Für die Untersuchung ließ die Krankenkasse 1001 Jungen und Mädchen zwischen 12 und 17 Jahren von Meinungsforschern befragen. Zugrunde gelegt wurden wissenschaftliche Kriterien aus den Niederlanden anhand eines Fragebogens. Die Ergebnisse rechnete die DAK auf die Bundesrepublik hoch.

Ein Leben ohne Smartphone?

Demnach sind 2,6 Prozent der Kinder und Jugendlichen zwischen 12 und 17 Jahren abhängig von Facebook, WhatsApp oder Instagram. Mädchen sind laut der Studie häufiger betroffen als Jungen. "Die Ergebnisse sind alarmierend", sagte Storm. Folgen der Abhängigkeit sind nach Angaben der Forscher zum Beispiel Schlafmangel, Realitätsflucht und Stress mit den Eltern. 

Ausgewählte Ergebnisse der DAK-Studie im Überblick

Was heißt Social-Media-Sucht? Zu den Kriterien zählen die Forscher des Deutschen Zentrums für Suchtfragen des Kinder- und Jugendalters ein ständiges Denken an Freunde-Netzwerke oder Messenger-Dienste im Internet - selbst in der Schule und in der Lehre. Dazu kommen Entzugserscheinungen wie Gereiztheit, Unruhe oder Traurigkeit, wenn das Handy oder andere Empfangsgeräte nicht in der Nähe sind. Unter Kontrollverlust verstehen die Wissenschaftler, dass Teenager unfähig sind, ihre Zeit für soziale Medien selbst zu begrenzen. Auch ihr Verhalten kann sich ändern: Kinder und Jugendliche verlieren zum Beispiel das Interesse an Hobbys. Sie lügen über das Ausmaß ihrer Nutzung sozialer Medien und riskieren Freundschaften, Schulerfolg oder Karrierechancen für ihr Online-Dasein.

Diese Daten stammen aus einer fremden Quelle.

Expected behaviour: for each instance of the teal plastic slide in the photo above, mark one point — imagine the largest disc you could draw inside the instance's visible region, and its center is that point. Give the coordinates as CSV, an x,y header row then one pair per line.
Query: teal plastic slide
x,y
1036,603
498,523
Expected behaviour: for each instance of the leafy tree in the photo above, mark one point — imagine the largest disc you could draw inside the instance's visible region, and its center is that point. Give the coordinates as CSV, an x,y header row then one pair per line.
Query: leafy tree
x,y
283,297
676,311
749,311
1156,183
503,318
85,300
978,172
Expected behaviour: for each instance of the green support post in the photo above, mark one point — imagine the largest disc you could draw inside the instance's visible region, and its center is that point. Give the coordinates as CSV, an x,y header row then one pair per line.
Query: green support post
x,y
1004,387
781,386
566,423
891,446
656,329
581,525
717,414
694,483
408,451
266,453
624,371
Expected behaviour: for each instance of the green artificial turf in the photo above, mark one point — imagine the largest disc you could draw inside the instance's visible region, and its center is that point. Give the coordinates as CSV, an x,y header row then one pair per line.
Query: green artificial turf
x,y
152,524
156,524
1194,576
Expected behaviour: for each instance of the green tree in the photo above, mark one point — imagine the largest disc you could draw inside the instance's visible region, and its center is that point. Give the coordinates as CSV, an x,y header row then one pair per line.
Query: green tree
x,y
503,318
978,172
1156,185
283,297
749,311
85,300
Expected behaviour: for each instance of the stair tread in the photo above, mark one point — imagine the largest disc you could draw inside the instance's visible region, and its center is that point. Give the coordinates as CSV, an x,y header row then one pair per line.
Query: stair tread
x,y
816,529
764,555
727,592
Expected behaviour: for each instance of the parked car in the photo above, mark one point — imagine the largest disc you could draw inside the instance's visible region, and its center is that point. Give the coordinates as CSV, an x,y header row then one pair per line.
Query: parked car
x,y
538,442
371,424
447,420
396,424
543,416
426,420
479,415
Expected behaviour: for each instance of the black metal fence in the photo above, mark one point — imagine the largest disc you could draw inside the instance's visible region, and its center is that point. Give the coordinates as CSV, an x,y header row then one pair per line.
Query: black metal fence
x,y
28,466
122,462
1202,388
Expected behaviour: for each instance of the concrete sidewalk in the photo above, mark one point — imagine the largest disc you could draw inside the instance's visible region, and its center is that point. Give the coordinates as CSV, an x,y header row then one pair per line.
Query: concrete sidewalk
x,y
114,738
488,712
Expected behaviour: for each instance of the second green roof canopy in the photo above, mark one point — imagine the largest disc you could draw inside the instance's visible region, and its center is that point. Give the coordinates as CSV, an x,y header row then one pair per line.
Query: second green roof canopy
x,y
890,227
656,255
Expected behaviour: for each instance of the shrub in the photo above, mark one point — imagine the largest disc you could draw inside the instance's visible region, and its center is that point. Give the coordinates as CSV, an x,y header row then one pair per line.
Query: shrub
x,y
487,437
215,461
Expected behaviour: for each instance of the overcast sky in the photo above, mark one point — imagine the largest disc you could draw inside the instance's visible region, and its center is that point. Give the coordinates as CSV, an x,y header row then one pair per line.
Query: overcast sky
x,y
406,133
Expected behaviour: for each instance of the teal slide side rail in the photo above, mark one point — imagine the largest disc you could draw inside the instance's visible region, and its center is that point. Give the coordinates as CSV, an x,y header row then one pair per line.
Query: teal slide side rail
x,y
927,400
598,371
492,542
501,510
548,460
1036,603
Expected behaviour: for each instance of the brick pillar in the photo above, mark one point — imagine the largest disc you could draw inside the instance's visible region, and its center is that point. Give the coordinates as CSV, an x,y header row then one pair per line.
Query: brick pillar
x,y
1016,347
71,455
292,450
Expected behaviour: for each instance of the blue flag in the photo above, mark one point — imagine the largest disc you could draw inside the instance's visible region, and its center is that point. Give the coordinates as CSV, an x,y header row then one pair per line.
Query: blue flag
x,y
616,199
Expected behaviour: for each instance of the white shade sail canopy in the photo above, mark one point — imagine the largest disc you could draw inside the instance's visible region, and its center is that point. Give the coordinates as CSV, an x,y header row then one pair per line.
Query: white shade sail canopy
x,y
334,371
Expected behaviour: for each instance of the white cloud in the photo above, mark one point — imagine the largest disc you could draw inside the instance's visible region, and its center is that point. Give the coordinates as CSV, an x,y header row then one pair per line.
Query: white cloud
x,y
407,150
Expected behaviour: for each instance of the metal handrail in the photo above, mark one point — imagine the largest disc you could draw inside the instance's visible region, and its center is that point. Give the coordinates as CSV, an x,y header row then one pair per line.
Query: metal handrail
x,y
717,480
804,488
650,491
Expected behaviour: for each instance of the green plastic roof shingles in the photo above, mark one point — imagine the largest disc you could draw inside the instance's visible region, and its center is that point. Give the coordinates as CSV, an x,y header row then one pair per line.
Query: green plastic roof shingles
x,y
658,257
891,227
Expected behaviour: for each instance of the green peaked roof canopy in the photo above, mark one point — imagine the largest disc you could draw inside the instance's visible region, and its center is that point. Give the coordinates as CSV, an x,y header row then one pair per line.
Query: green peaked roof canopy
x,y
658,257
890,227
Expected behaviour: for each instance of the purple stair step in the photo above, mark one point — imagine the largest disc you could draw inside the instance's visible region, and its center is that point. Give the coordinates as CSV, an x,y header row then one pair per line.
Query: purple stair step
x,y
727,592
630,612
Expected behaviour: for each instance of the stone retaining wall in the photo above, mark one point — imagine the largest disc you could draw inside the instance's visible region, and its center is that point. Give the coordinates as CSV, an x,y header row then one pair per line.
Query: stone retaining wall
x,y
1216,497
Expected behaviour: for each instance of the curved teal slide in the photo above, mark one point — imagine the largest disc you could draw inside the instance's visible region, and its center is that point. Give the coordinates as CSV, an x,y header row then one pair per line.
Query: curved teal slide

Wie viel Zeit geht für Social Media drauf? Die große Mehrheit der Kinder und Jugendlichen (85 Prozent) ist laut Studie jeden Tag insgesamt knapp drei Stunden in sozialen Medien unterwegs - Mädchen mit 182 Minuten etwas häufiger als Jungen (151 Minuten). Abiturienten verbringen etwas weniger Zeit online (149 Minuten) als Teenager mit mittlerem oder niedrigerem Schulabschluss (207 Minuten). Am häufigsten nutzen die Befragten WhatsApp (66 Prozent), vor Instagram (14 Prozent), Snapchat (9 Prozent) und Facebook (2 Prozent).

Wie reagieren Eltern? Wegen der hohen Nutzung sozialer Medien kommt es bei sechs Prozent der befragten jungen Leuten zu häufigen Streit mit ihren Eltern. Bei 16 Prozent gibt es manchmal Auseinandersetzungen. Je jünger die befragten Jungen und Mädchen sind, desto häufiger kracht es. 14 Prozent der 12- und 13-Jährigen nutzen soziale Medien deshalb oft heimlich.

Was sind die Folgen? Knapp jeder fünfte 12- bis 17-Jährige gibt an, wegen der Social-Media-Nutzung manchmal zu wenig zu schlafen (17 Prozent). Bei sechs Prozent kommt dies sehr häufig oder häufig vor. Je älter die befragten Jungen und Mädchen sind, umso eher geben sie an, manchmal wegen sozialer Medien zu wenig zu schlafen. Unter allen befragten Teenagern ergaben sich durch die Antworten für Forscher bei acht Prozent Hinweise auf eine depressive Neigung. Auffällig war, dass jeder dritte Betroffene mit eher depressiver Stimmung auch zu einer problematischen Nutzung sozialer Medien neigte.